Remarkably however, noncontradiction is generally simply taken for granted as an absolute ontological truth. According to scientists—and theologians—even the concept of an omnipotent God should adhere to its rules.
As demonstrated, it turns out however that the phenomenon of noncontradiction is not trivial at all. In our view, causally speaking it is the opposite from what is commonly thought: the classical, single world instilled the principle of noncontradiction in us organisms through natural selection, opposing the generally simply assumed logical classical identity relation between the mental and the external world, from which assumption most physicists and philosophers seem to implicitly operate.
6. Conclusion: How Quantum is Life?
We can conclude that life and self-identity is evidently built upon a quantum substrate, but that it has a time evolution according to a classical scale. Life’s degree of quantumness therefore depends on our chosen scope.
At the quantum substrate, the quantum component is very large, and at the emergent levels of classical operational time evolution, it is generally small. But as we have seen it fundamentally contributes to shaping our evolutionary development.
Natural selection pressures based on our sensory perception of both threats and rewards in the world enabled the ability to distinguish objects in our brain’s neural network, likely causing our mental capacity for classical logic to develop. The evolutionary fitness of non-contradictory action in the present moment must therefore be a classical action, yet based on a quantum-structured organic brain.
The answer to "How quantum is life?" as such cannot easily be expressed as an exact yes-or-no outcome or even a percentage, but as a stepwise process instead. There are four levels of quantumness, from more quantum to less quantum: the quantum substrate, thermodynamic (dissipative) processes, biology, and finally the cognitive logical phenotype.
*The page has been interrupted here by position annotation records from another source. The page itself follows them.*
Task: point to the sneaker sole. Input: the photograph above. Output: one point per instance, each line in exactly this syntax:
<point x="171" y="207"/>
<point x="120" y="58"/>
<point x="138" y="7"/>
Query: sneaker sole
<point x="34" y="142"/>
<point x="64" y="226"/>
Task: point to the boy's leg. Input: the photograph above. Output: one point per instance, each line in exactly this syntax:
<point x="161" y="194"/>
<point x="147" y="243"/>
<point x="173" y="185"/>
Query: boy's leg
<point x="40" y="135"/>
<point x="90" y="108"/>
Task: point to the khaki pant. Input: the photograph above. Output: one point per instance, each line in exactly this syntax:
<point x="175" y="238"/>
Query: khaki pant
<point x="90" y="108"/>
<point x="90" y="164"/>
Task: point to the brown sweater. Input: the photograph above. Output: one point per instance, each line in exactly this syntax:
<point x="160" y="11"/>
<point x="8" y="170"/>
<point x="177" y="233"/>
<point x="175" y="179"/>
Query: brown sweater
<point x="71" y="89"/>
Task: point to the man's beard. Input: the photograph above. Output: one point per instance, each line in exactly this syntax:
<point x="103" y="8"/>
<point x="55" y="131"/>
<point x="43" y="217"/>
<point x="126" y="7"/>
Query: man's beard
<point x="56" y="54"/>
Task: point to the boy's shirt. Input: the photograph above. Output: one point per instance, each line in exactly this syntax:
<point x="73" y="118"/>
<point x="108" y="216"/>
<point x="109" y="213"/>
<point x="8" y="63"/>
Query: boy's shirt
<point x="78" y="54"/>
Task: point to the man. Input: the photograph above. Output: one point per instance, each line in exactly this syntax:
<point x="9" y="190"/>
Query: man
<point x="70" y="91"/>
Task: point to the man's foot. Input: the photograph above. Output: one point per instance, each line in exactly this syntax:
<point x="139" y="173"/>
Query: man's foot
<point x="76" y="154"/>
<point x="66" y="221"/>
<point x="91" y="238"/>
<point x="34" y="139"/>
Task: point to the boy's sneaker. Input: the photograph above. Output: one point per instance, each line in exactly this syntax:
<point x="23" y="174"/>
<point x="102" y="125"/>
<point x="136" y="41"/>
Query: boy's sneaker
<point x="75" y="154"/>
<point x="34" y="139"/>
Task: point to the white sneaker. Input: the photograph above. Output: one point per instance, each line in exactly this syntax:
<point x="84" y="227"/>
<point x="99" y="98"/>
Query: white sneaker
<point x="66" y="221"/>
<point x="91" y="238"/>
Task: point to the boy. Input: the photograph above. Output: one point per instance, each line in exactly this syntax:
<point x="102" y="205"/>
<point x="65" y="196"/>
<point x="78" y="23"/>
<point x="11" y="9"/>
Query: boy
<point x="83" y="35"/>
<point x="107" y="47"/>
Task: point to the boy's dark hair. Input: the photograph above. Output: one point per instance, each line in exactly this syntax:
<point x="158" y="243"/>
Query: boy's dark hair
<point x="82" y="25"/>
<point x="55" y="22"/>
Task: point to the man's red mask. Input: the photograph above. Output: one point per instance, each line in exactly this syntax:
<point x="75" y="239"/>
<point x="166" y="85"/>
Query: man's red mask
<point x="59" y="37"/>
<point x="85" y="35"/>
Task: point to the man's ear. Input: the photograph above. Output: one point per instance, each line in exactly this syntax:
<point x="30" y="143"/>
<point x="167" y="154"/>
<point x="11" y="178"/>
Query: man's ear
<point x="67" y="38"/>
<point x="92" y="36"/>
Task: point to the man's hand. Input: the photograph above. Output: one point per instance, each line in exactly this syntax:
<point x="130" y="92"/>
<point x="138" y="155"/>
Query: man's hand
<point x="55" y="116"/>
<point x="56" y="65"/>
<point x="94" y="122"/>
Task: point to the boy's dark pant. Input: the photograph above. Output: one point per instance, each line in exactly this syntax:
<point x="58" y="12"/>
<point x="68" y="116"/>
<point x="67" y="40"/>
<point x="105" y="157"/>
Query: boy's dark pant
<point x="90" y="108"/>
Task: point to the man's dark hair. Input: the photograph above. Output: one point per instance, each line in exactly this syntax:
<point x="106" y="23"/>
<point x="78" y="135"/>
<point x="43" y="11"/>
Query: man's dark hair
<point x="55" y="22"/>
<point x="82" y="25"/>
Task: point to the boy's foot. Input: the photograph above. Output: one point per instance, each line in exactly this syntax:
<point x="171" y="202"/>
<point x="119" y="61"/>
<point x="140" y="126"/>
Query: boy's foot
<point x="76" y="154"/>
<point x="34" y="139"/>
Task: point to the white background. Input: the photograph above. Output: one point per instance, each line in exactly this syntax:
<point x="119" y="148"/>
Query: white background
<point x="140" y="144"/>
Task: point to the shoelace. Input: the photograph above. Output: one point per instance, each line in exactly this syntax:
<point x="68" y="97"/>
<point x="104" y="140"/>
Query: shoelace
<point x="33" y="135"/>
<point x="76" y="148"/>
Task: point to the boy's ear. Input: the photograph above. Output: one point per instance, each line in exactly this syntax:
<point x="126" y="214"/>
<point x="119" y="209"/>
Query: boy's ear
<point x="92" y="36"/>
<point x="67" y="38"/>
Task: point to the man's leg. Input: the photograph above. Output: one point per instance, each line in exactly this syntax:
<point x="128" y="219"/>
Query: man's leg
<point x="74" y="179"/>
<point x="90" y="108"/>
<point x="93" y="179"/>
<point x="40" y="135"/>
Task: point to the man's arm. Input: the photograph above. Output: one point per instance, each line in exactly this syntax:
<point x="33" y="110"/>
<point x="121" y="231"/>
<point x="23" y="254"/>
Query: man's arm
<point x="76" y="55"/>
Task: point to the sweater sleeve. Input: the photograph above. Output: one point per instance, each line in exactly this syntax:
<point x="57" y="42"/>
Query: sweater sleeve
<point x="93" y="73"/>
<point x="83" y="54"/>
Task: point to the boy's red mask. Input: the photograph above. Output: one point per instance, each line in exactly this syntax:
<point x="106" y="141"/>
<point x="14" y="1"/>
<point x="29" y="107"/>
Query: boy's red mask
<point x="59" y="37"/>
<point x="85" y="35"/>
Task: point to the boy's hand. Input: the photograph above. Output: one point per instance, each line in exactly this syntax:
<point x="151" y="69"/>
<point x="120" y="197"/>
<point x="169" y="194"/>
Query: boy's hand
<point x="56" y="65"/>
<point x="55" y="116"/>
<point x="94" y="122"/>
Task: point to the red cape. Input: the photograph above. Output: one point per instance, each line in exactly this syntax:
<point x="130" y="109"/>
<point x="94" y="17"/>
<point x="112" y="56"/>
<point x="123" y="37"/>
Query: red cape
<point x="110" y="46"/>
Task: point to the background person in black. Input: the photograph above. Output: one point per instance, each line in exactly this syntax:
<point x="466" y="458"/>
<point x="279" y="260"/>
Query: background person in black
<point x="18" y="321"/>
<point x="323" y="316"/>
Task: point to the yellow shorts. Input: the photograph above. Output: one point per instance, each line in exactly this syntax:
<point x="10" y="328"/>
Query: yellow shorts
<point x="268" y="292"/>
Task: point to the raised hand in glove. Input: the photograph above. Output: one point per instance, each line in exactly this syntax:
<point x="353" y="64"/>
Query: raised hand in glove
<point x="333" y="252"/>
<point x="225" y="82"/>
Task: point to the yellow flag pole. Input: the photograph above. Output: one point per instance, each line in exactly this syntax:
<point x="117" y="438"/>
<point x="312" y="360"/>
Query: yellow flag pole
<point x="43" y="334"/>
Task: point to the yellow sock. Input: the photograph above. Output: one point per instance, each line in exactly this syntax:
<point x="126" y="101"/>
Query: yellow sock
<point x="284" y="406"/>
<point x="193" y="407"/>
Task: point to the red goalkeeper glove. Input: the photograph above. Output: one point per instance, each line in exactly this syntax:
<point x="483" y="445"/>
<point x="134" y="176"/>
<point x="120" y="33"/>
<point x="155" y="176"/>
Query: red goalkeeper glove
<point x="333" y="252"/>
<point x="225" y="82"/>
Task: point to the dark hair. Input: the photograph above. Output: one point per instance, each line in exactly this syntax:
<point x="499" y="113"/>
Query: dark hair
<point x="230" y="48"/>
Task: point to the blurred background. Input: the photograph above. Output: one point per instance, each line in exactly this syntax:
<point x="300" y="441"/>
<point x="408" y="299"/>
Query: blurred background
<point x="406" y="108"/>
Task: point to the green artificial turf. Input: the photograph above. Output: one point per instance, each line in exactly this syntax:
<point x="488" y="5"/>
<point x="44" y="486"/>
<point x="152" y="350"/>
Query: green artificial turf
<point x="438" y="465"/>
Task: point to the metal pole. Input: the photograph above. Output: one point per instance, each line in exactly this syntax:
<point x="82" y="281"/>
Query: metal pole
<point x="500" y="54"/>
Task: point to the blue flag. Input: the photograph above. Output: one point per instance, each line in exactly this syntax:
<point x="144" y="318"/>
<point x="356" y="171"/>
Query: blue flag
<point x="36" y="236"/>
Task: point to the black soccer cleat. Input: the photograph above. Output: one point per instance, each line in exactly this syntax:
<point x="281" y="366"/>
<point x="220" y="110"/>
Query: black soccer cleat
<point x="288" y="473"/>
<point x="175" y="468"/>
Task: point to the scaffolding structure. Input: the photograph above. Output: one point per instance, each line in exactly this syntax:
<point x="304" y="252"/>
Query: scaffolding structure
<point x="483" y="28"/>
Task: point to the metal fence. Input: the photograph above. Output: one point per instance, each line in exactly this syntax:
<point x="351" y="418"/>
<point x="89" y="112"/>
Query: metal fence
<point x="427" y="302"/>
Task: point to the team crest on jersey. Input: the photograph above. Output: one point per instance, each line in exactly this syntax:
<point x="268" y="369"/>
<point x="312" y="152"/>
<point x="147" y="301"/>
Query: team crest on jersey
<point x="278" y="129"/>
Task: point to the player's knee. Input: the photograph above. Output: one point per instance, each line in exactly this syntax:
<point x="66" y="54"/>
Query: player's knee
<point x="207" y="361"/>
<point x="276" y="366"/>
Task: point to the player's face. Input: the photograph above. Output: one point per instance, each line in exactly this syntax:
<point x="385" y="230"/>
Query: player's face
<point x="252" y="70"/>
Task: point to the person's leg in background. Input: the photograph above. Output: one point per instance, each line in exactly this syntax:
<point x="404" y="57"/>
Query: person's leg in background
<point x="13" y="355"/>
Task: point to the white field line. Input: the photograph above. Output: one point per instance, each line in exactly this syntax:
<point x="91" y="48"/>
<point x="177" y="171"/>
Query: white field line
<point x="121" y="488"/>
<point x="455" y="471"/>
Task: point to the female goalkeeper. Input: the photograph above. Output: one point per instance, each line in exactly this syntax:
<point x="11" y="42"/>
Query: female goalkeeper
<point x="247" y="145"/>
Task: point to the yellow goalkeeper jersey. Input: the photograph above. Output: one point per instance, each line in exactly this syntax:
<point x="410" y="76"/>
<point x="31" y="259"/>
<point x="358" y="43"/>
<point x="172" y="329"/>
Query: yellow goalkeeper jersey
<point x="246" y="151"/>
The concept of the dissipative clock—combining worldlines and dissipation through quantum decoherence—reveals a possible gateway into how the quantum substrate can possibly give rise to an integrated, classical perception of the present and of being alive.
Moreover, the logic upon which all “fact-checking”—in both mathematics and physics—about the external world is achieved appears to have resulted from an evolved advantage of our organismic sensory distinguishing of objects, shaped by the Pauli exclusion principle.
Thus, all in all, our lives are thoroughly steeped in the quantum realm—but we can rest assured, knowing that all classical things, including cognition itself, continue to obey the principle of noncontradiction.